My brother is 5 ½ years older than me. All my life, my brother was bigger, stronger, smarter, and better than me. I used to spend my younger days scheming ways that I could outsmart him and prove that I was more than a mere five-year-old. Of course, I was a five-year-old, and he could easily get to me with the simplest of reverse psychology. Pokémon, Yug-Hi-Ho, and a number of other games during our fun babysitting sessions, all won by my big bro. My brother was also more popular than me. However, he had access to an entire grade, not just a 1st grade class, but still. He always was out with his friends, had them over. In grade school, mostly for cap guns, paintballing, and videogames. As he and I grew up, however, they became more of a bonding experience than ever, especially when his senior year came. I think he came to realize that he was going to have to part with his Hinsdale life, family and friends, to embark on his college journey at the University of Iowa. So he began to appreciate the bond he had with his friends, and brothers, The Power Nine.

Will (my brother), Jad, Zach, Chris, Eddie, Luke, Kazer, Dan, and Woodle. Nine friends, together from elementary and middle school, to their last days of senior year. I feel as if I was like the bystander behind the Plexiglass- I was able to catch glimpses of them, growing up and growing closer, but I never really interacted. So to the outside eye, they were just guys. Hanging out, doing whatever it is guys do (I’m a girl, so I really don’t have any experience). But I realized that they had bonded together over some of the toughest years of their lives, years that I haven’t even begun yet. They were together to find themselves, and found that they were still, and always will be, friends, brothers--The Power Nine.
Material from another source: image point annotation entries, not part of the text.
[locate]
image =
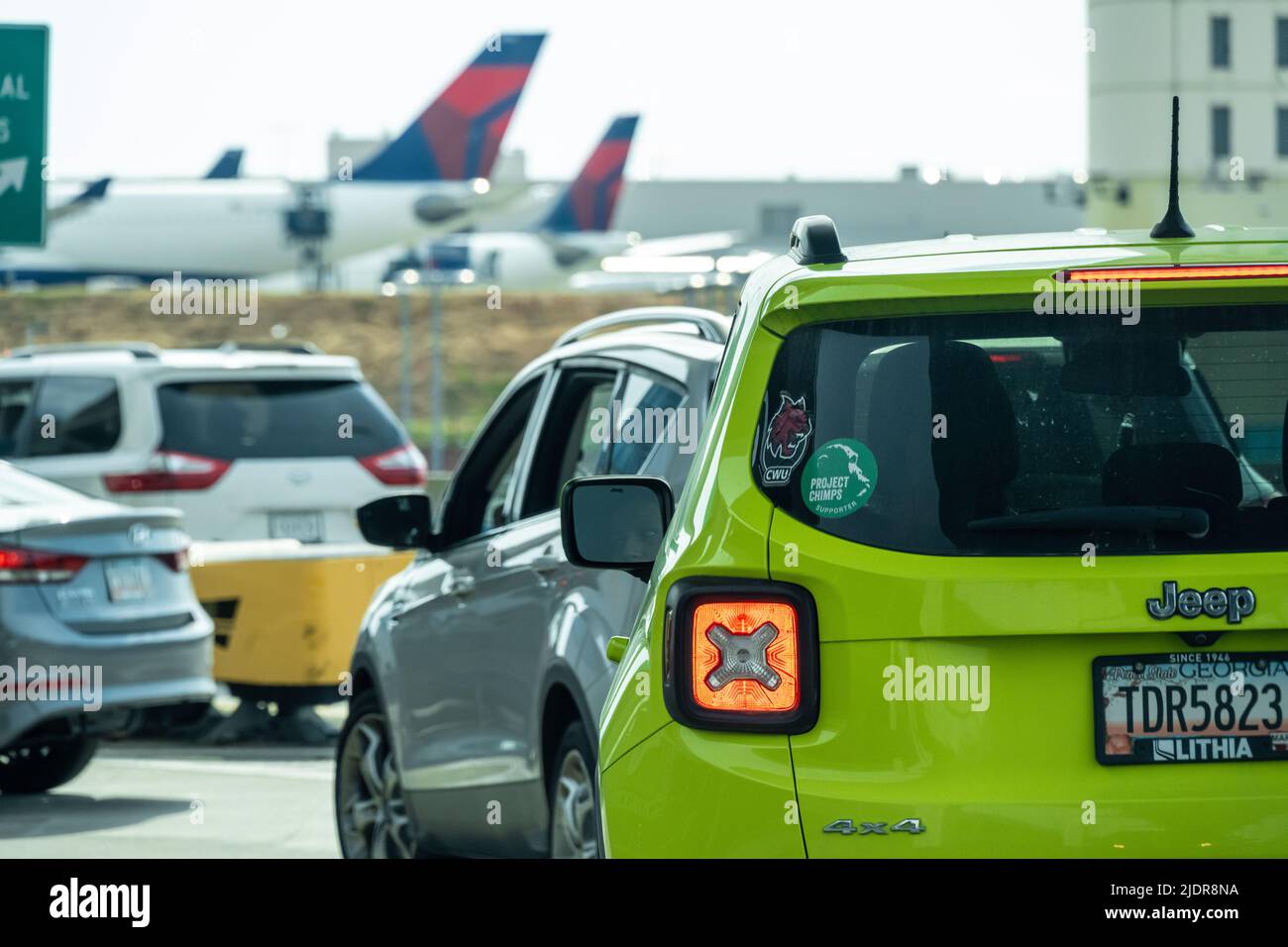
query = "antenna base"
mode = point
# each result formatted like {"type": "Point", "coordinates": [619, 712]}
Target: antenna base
{"type": "Point", "coordinates": [1172, 226]}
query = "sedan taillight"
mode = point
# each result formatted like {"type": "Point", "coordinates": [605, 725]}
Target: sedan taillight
{"type": "Point", "coordinates": [170, 471]}
{"type": "Point", "coordinates": [175, 562]}
{"type": "Point", "coordinates": [400, 467]}
{"type": "Point", "coordinates": [25, 566]}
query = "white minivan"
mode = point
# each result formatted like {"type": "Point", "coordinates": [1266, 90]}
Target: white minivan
{"type": "Point", "coordinates": [273, 442]}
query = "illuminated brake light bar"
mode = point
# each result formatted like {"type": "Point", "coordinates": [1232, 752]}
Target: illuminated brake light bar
{"type": "Point", "coordinates": [741, 655]}
{"type": "Point", "coordinates": [1245, 270]}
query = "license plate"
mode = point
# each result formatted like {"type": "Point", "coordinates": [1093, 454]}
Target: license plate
{"type": "Point", "coordinates": [305, 527]}
{"type": "Point", "coordinates": [128, 579]}
{"type": "Point", "coordinates": [1190, 707]}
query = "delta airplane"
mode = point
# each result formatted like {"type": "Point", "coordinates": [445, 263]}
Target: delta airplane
{"type": "Point", "coordinates": [572, 236]}
{"type": "Point", "coordinates": [432, 178]}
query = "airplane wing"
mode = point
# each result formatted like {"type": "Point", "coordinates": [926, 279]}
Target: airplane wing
{"type": "Point", "coordinates": [686, 245]}
{"type": "Point", "coordinates": [227, 166]}
{"type": "Point", "coordinates": [93, 192]}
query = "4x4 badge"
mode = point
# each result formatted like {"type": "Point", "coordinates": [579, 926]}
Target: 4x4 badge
{"type": "Point", "coordinates": [786, 438]}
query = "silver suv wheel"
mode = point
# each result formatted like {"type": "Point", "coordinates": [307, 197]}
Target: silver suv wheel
{"type": "Point", "coordinates": [372, 813]}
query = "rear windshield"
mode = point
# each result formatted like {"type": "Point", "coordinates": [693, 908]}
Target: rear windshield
{"type": "Point", "coordinates": [1024, 433]}
{"type": "Point", "coordinates": [248, 419]}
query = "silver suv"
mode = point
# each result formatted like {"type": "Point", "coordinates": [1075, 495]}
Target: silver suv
{"type": "Point", "coordinates": [481, 669]}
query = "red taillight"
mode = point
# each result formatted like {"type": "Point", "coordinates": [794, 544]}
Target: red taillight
{"type": "Point", "coordinates": [175, 562]}
{"type": "Point", "coordinates": [400, 467]}
{"type": "Point", "coordinates": [745, 656]}
{"type": "Point", "coordinates": [742, 656]}
{"type": "Point", "coordinates": [29, 566]}
{"type": "Point", "coordinates": [1244, 270]}
{"type": "Point", "coordinates": [170, 471]}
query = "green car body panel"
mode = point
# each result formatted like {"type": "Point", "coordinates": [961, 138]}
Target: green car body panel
{"type": "Point", "coordinates": [1020, 779]}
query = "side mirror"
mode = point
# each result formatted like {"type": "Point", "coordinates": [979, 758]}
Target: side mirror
{"type": "Point", "coordinates": [400, 522]}
{"type": "Point", "coordinates": [616, 522]}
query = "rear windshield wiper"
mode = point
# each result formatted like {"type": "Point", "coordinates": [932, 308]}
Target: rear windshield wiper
{"type": "Point", "coordinates": [1188, 519]}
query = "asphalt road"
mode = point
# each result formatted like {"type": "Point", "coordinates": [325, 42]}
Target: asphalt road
{"type": "Point", "coordinates": [175, 800]}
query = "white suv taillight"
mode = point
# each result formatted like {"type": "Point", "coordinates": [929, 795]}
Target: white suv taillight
{"type": "Point", "coordinates": [170, 471]}
{"type": "Point", "coordinates": [400, 467]}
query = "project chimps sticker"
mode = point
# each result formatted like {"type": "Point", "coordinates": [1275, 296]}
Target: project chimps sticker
{"type": "Point", "coordinates": [838, 479]}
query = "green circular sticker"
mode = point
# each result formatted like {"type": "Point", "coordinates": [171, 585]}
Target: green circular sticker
{"type": "Point", "coordinates": [838, 478]}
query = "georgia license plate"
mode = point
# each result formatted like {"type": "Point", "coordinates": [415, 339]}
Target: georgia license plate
{"type": "Point", "coordinates": [128, 579]}
{"type": "Point", "coordinates": [305, 527]}
{"type": "Point", "coordinates": [1190, 707]}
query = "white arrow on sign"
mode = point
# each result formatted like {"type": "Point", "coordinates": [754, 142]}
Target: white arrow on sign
{"type": "Point", "coordinates": [13, 172]}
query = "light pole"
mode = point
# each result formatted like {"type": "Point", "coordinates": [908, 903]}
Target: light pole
{"type": "Point", "coordinates": [437, 279]}
{"type": "Point", "coordinates": [400, 286]}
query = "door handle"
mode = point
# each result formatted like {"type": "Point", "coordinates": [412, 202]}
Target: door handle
{"type": "Point", "coordinates": [546, 564]}
{"type": "Point", "coordinates": [460, 583]}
So in the final days of summer, when everyone is packing up stuff for college, last minute storage trips to the Container Store, and saying goodbye to friends and loved ones, it felt as if the major chapter of their lives, the only one they’ve ever none, is ending. They all were scattering around the country, from the far western Washington, to the southern Mizzou, and they wouldn’t see each other more than the 2 or 3 breaks until the next summer. I’d like to think that they weren’t just saying goodbye, they were saying good luck, and when you get back, no matter how different we’ve become or the new things we’ve discovered about ourselves, we’ll pick up where we left off-always. Of course, they’re guys, so a ‘See you at Thanksgiving’ is the average farewell. But, as another way of saying this, the guys decided to make one final tribute to their lives together, and the lives they are about to live before them. When you see it, you realize the way they’ve all grown up, and that they’re all going to be okay. As a sister, I know that my big brother, the one that could do anything, will love college, and will be able to keep the bonds with his family. His parents, his sister, and his brothers. The Power Nine.